Using permute
and repmat
, most constraint loops in CVX can be eliminated. For example, the following:
variables X(N) Y(M) Z(N);
for n=1:N
for m=1:M
if n~=m && n^3>m^2
X(n)>=Y(m)+Z(n); % (1)
end
end
end
The first step is to expand. (1) actually means there are M*N constraints, so X
is expanded to repmat(X,1,M)
, Y
is expanded to repmat(Y,1,N)
, Z(n) is expanded to repmat(Z,1,M)
, according to their original dimensions. Now, repmat(X,1,M)
is a N-by-M matrix, repmat(Y,1,N)
is M-by-N, repmat(Z,1,M)
is N-by-M. Note that some matrixs are M-by-N whlie others are N-by-M.

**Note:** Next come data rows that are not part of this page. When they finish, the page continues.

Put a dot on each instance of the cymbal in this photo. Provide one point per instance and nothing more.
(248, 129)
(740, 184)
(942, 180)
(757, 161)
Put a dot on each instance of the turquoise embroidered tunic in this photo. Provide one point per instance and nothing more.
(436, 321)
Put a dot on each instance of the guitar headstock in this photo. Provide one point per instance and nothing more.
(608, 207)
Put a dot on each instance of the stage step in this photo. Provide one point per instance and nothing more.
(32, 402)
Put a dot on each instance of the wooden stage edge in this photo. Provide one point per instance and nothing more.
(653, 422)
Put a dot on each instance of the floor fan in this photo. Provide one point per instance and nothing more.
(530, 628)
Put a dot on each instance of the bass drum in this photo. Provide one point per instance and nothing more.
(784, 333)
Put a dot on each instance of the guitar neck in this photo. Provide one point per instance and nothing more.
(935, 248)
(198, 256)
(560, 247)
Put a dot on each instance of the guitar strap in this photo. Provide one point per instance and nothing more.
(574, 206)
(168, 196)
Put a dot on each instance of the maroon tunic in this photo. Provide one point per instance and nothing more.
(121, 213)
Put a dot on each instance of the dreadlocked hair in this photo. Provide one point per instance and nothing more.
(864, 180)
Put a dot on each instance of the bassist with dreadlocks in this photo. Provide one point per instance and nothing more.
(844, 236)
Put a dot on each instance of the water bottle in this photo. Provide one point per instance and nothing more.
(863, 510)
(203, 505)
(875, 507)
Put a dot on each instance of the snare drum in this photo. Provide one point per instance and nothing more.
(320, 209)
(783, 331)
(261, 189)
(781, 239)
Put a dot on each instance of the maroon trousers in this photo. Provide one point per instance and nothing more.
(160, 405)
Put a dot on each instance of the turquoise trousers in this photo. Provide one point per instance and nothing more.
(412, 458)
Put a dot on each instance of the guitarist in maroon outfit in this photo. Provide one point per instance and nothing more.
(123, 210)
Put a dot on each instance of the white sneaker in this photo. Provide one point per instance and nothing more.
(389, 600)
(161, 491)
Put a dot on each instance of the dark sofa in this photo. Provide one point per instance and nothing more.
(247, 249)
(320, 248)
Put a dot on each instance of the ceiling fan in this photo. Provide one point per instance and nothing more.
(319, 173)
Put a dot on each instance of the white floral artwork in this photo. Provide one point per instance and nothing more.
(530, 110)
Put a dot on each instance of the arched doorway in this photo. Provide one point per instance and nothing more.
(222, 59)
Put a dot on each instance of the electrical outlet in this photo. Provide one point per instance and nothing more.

Before doing operations between them (in this case, add them), their dimensions need to be permuted to a uniform order. We choose the order N-by-M so that only repmat(Y,1,N)
need to be permuted by using permute(repmat(Y,1,N),[2 1])
. Then the whole loop can be easily replaced by the following
repmat(X,1,M) >= permute(repmat(Y,1,N),[2 1]) + repmat(Z,1,M); %(2)
if the condition “if n~=m && n^3>m^2” is removed.
To handle the condition “if n~=m && n^3>m^2”, we create a N-by-M filter matrix F, in which F(n,m)=1 if the condition is satisfied, otherwise 0. First of all, create a matrix for n using repmat((1:N)',1,M)
, and for m using permute(repmat((1:M)',1,N),[2 1])
, permute is used here to adjust order like above. Then obviously condition1 “n~=m” can be expressd as repmat((1:N)',1,M)~=permute(repmat((1:M)',1,N),[2 1])
, condition2 “n^3>m^2” can be repmat((1:N)',1,M).^3>permute(repmat((1:M)',1,N),[2 1]).^2
, the product of them is F
F=(repmat((1:N)',1,M)~=permute(repmat((1:M)',1,N),[2 1])).*(repmat((1:N)',1,M).^3>permute(repmat((1:M)',1,N),[2 1]).^2);
since it is a “and” relationship. To filter (2), we multiply it by F. So finally, the whole loop can be expressed as
F.*(repmat(X,1,M) - permute(repmat(Y,1,N),[2 1]) - repmat(Z,1,M))>=0;
With these three steps, I think most CVX constraint loops can be vectorized, so a lot of time can be saved especially when variables are too many. Obviously what’s described here can be easily generalized to other examples.